Doesn't all this sound reasonable? A reporter is having a nice conversation with an important star-director about his important new film.
However, the truth is De Niro doesn't really want to be here. For whatever reason, he is not one of those voluble men, an eye-contact warrior with the gift of gab, a salesman's pitch, a hunger to fill the voids in conversation with more words.
You can see this in his tension, which never really leaves him, and in answers to questions that seem to go nowhere, then pop like a soap bubble into nothingness, leaving silence. He's extremely comfortable in the silence, even as his interrogator fumbles to fill it with hardballs like, " So, what kind of movies did you see when you were a kid?" (Answer: "You know, double features.")
Try as I can, and try as he does (he seems to be trying very hard; he's quite decent, friendly and seems to have no agenda, no secret grudges), I can never really get a satisfactory answer to the key question, which is why, Robert De Niro, were you so interested in making a movie about the CIA?

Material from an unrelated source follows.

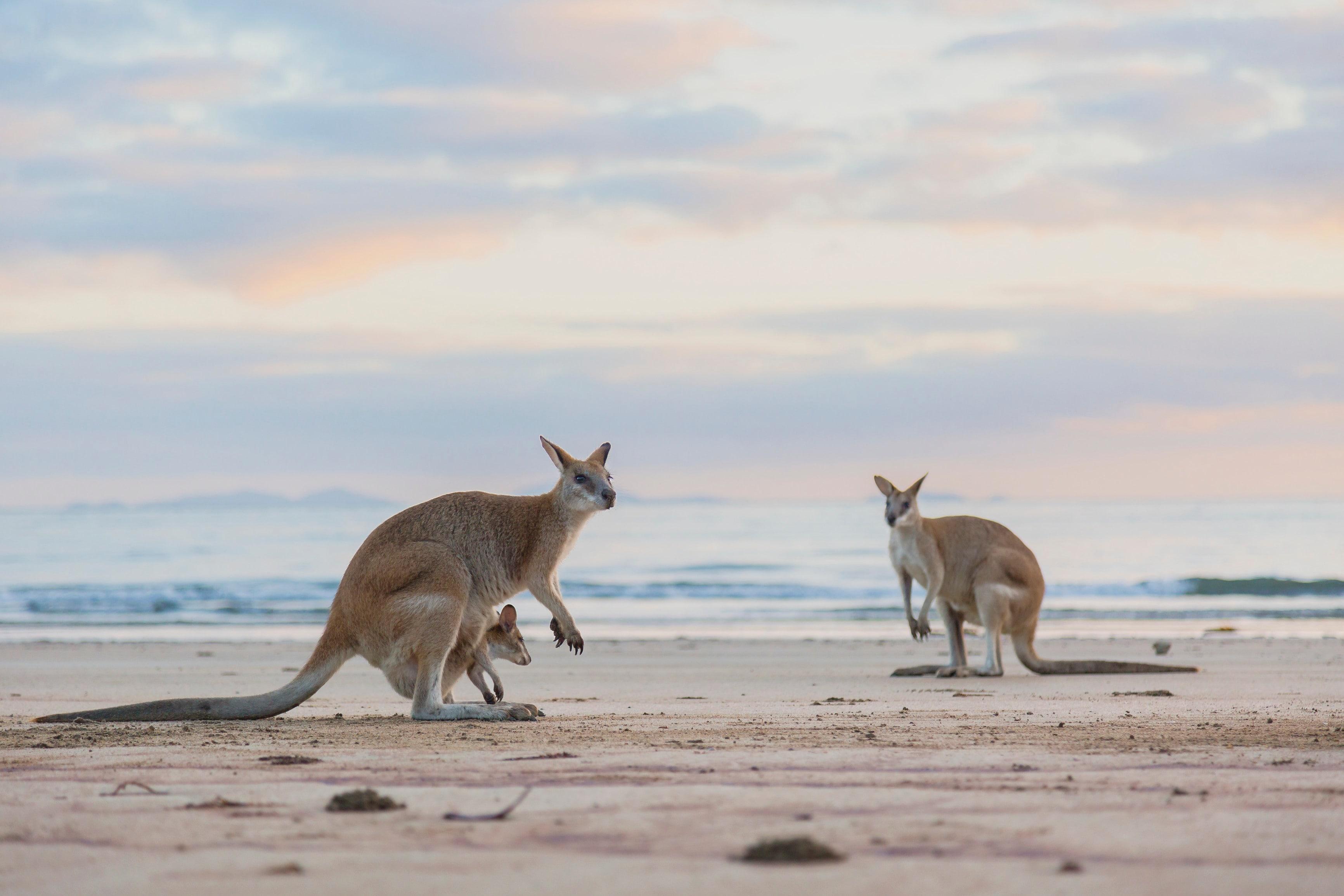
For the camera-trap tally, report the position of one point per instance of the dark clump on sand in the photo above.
(288, 868)
(366, 800)
(792, 849)
(289, 761)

Perhaps his inability to express is itself expressive. Maybe that's why he became an actor and a great one, so that he could speak the words of others, bury the self in the personalities of others.
So it is, in its way, with "The Good Shepherd." It is the film of a man who believes in the importance, as an esthetic principle, of reticence, of hiding the self. You can see the correspondence between spy and actor; each professionally hides the self, expresses another self, follows a script and triumphs to the degree by which he persuades others to believe in the illusion. But with both, a question becomes: At what cost? The thrust of the film is that reticence is pathological and that the CIA agent and counter-espionage executive Edward Wilson (Damon) indeed hurts those around him, both professionally and privately, with that reticence. In the movie, we see him acting expressively only once, and that's when he's glimpsed at Yale in 1939 in drag as a chorus member in a Gilbert and Sullivan operetta: Then -- in disguise, made up -- only then do his eyes burn with fire, is his body liberated to grace, is there a sense of freedom and pleasure to his psyche.
But De Niro is not reticent as a director.
"I feel when I'm directing, I'm clear about stuff. Not that I do it one way. I might do it two or three ways, but when I'm editing, I see it. I'm clear. I know what I don't want. You make your own mistakes. You make the final decision. I was obligated to use my brain more. I enjoyed that. I liked that. And you're committed. You're on it forever. It's not the same as acting, where you fly in, do your part, then leave. So it was important to me to find something I could live with."
As one of the world's great actors, he is asked if he had trouble giving direction to other actors, if his reputation might get in the way.
"After a while, you're focused on the path at hand. They want to make sure I'm happy, I want to make sure they're happy. Directors who are actors usually get good performances out of actors. They understand the shorthand."